In the article, Canadian and US researchers, Read Beall, Randall Kuhn and Amir Attaran construct a database of compulsory licensing activity for anti-retrovirals. They then compare the prices attained through compulsory licensing against those in the WHO’s Global Price Reporting Mechanism and the Global Fund’s Price and Quality Reporting Tool. The authors find that “Compulsory license prices exceeded the median international procurement prices in nineteen of the thirty case studies, often with a price gap of more than 25 per cent”. In other words, if developing countries want to obtain cheaper drugs, especially for HIV/AIDS drugs, circumventing patents by issuing a compulsory licence is not a good strategy for securing the best price. The best price is more likely to be obtained through voluntary negotiations.

Given the SA government’s aspirations to weaken property rights by making it easier for it to issue compulsory licences and to establish a state-owned pharmaceutical company, the findings of this peer-reviewed journal article should give it pause to rethink its strategies. Indeed, Beall et al state, “Countries may desire a compulsory licensing strategy as a possible way to build local industry, even if it means overpaying for drugs. However, the ethics of this kind of policy are thorny, since this means that, given a fixed budget fewer antiretrovirals will be bought and fewer HIV/AIDS patients will be treated”.

Rather than trying to make it easier to expropriate property and thwart innovation, policy makers should enact simple reforms that will improve access to medicines. One urgent reform would be to overhaul the process of registering medicines and devices. SA’s drug regulator, the Medicines Control Council (MCC), or its successor, the newly formed South African Health Products Regulatory Authority (SAHPRA), can take more than seven years to approve a drug that typically has already been approved by US or European regulators. This bureaucratic inertia has resulted in a backlog of more than 2,000 drug applications and is denying thousands of SA patients’ ready access to medicines that could cure or manage their symptoms. For cancer and HIV patients, these delays are often fatal.

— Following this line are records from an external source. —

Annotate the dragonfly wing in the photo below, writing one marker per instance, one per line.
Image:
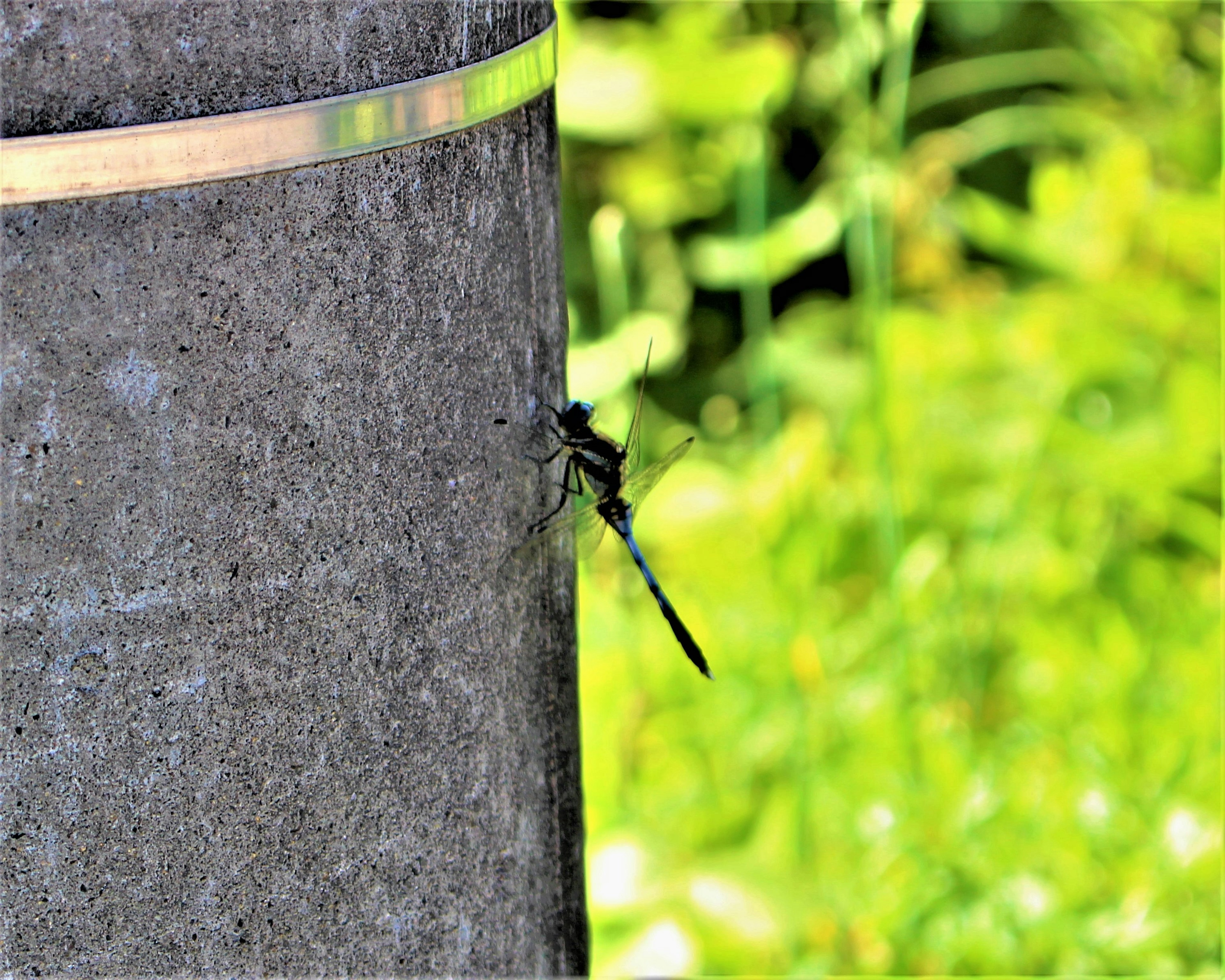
(633, 447)
(528, 441)
(642, 483)
(586, 526)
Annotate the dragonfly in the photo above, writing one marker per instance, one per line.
(609, 470)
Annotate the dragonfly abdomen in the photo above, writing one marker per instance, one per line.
(623, 526)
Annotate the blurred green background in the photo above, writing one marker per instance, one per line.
(939, 291)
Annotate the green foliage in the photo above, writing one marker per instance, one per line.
(939, 290)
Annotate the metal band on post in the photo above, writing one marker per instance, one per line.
(195, 151)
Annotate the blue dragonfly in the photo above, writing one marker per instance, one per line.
(608, 470)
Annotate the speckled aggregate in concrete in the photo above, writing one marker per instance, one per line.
(266, 705)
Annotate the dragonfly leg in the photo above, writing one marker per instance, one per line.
(565, 493)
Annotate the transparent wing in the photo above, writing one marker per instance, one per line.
(641, 484)
(531, 443)
(633, 449)
(586, 525)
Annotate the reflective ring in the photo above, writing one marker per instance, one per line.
(194, 151)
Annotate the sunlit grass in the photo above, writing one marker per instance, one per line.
(961, 584)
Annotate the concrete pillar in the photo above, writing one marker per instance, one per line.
(265, 707)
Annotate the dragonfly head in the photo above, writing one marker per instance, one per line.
(576, 416)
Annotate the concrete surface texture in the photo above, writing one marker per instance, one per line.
(268, 704)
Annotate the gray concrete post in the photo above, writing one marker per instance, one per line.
(265, 709)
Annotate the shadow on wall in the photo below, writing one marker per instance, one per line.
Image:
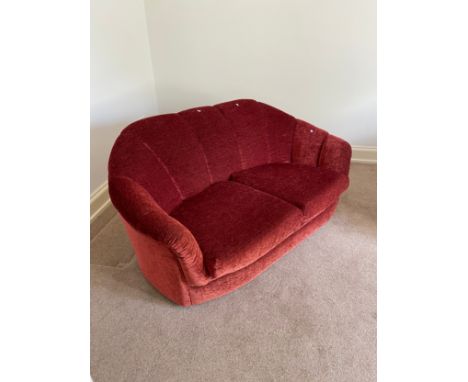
(108, 118)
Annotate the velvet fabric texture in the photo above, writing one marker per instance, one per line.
(312, 189)
(235, 224)
(213, 195)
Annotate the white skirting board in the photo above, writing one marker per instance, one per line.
(99, 201)
(100, 197)
(364, 154)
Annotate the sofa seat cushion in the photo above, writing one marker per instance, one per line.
(312, 189)
(235, 224)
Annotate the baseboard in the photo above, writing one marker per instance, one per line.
(364, 154)
(99, 201)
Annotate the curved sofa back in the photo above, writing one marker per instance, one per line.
(175, 156)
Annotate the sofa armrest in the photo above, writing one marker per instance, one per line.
(335, 155)
(140, 210)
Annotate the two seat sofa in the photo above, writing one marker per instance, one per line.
(212, 196)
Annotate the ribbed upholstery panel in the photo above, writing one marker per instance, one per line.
(130, 157)
(280, 129)
(217, 138)
(307, 145)
(173, 141)
(248, 122)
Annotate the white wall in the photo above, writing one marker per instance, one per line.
(122, 84)
(316, 59)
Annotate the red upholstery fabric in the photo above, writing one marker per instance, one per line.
(235, 225)
(312, 189)
(264, 134)
(161, 270)
(336, 155)
(138, 208)
(198, 236)
(217, 138)
(232, 281)
(307, 145)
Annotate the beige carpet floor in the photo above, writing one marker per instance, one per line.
(310, 317)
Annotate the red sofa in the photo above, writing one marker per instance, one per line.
(212, 196)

One solution to improve the registration timelines would be for SAHPRA not to attempt to undertake the entire review process itself, but rather to draw on the work of larger, better-resourced foreign drug regulators. This would prevent duplication of efforts, save public money, and speed up access to medicines.

The dti’s Draft IP Policy takes SA in the wrong direction. Robust IP protections will foster local innovation and attract committed investors who can drive SA’s economic growth and human development long into the future. Without them, we will never make the transition from a resource-based economy to one based on knowledge and ideas.

Author Jasson Urbach is a director of the Free Market Foundation and head of its Health Policy Unit.